Ilustrasi gambar Tualnews.com
Ilustrasi gambar Tualnews.com

Timika, Tualnews.com – Kasus dugaan penganiayaan brutal yang menewaskan seorang siswa magang di salah satu perusahaan kontraktor di Kuala Kencana, Kabupaten Mimika, kini memasuki babak baru.

Penyidik Polres Mimika mempercepat proses hukum dengan membawa terduga pelaku untuk menjalani pemeriksaan kejiwaan di Rumah Sakit Jiwa (RSJ) Abepura, Jayapura.

Korban diketahui merupakan siswa magang di perusahaan kontraktor Afdal Jaya, yang menjadi korban penganiayaan pada 14 Februari 2026 di kawasan Jalan Elang, RT 4 Nomor 57, Kelurahan Kuala Kencana, Distrik Kuala Kencana.

Korban diduga dihantam menggunakan palu oleh pelaku berinisial WBKD (27) hingga mengalami luka berat, sempat dirawat intensif di rumah sakit, sebelum akhirnya meninggal dunia.

Direktur sekaligus pemilik LPK Idaman Karya Mandiri Training Center (IKMTC), Idam Khalid, saat dikonfirmasi Tualnews.com, Senin (11/5/2026), membenarkan dirinya baru kembali dari Jayapura bersama aparat kepolisian usai mendampingi proses pemeriksaan kejiwaan terhadap pelaku.

“Kami bersama bapak polisi baru tiba di Timika, karena mengantar pelaku penganiayaan untuk pemeriksaan kejiwaan di RS Jayapura,” ujar Idam melalui sambungan telepon.

Namun, saat ditanya mengenai hasil pemeriksaan kejiwaan tersebut, Idam mengaku tidak mengetahui detail hasilnya karena seluruh dokumen berada di tangan penyidik kepolisian.
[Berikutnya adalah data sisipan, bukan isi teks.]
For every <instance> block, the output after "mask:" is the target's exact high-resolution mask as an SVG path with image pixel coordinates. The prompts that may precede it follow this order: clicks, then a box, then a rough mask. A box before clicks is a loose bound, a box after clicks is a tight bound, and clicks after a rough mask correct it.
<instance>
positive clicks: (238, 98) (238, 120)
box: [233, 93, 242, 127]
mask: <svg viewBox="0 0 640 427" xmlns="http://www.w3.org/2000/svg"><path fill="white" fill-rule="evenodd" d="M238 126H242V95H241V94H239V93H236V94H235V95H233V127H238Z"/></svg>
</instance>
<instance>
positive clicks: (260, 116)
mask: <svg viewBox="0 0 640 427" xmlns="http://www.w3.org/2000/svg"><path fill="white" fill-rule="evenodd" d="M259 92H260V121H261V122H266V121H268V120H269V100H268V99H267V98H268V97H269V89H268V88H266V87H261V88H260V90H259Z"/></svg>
“Hasilnya saya tidak tahu, karena dokumen itu langsung dipegang pihak kepolisian,” katanya.

Kronologi Awal Versi Pihak LPK

Idam juga membeberkan kronologi awal sebelum tragedi berdarah itu terjadi.

Menurutnya, pada Sabtu pagi, 14 Februari 2026, ia meminta sejumlah siswa magang masuk kerja karena ada agenda kunjungan ke Balai Latihan Kerja (BLK).

“Biasanya ada kunjungan ke alun – alun, nanti ada pengisian kuisioner keselamatan kerja ( K3), dengan hadiah yang cukup menarik,” jelasnya.

Namun, kata Idam, kondisi cuaca hujan deras disebut membuat sejumlah siswa meminta dijemput.

Permintaan itu akhirnya dibatalkan karena kendaraan miliknya mengalami kendala pada ban.

Di tengah cuaca buruk tersebut, Idam mengaku, salah satu siswa disebut sudah lebih dulu datang ke lokasi BLK.

Sementara itu, kata Idam  saat itu dirinya  mengantar istrinya berjualan ke alun-alun.

“Saat saya kembali dari alun-alun, saya lihat banyak warga sudah berkumpul di BLK. Ternyata pelaku sudah melakukan penganiayaan terhadap korban menggunakan palu,” ungkapnya.

Polisi Dalami Motif dan Kondisi Psikologis Pelaku

Hingga kini, penyidik Polres Mimika masih mendalami motif penganiayaan yang menewaskan siswa magang tersebut, termasuk menunggu hasil resmi pemeriksaan psikologis pelaku dari RSJ Abepura.

Kasus ini menyita perhatian publik di Mimika karena melibatkan siswa magang yang seharusnya mendapat perlindungan selama menjalani pelatihan kerja.

Masyarakat kini menanti langkah tegas aparat penegak hukum untuk memastikan keadilan bagi korban dan keluarganya.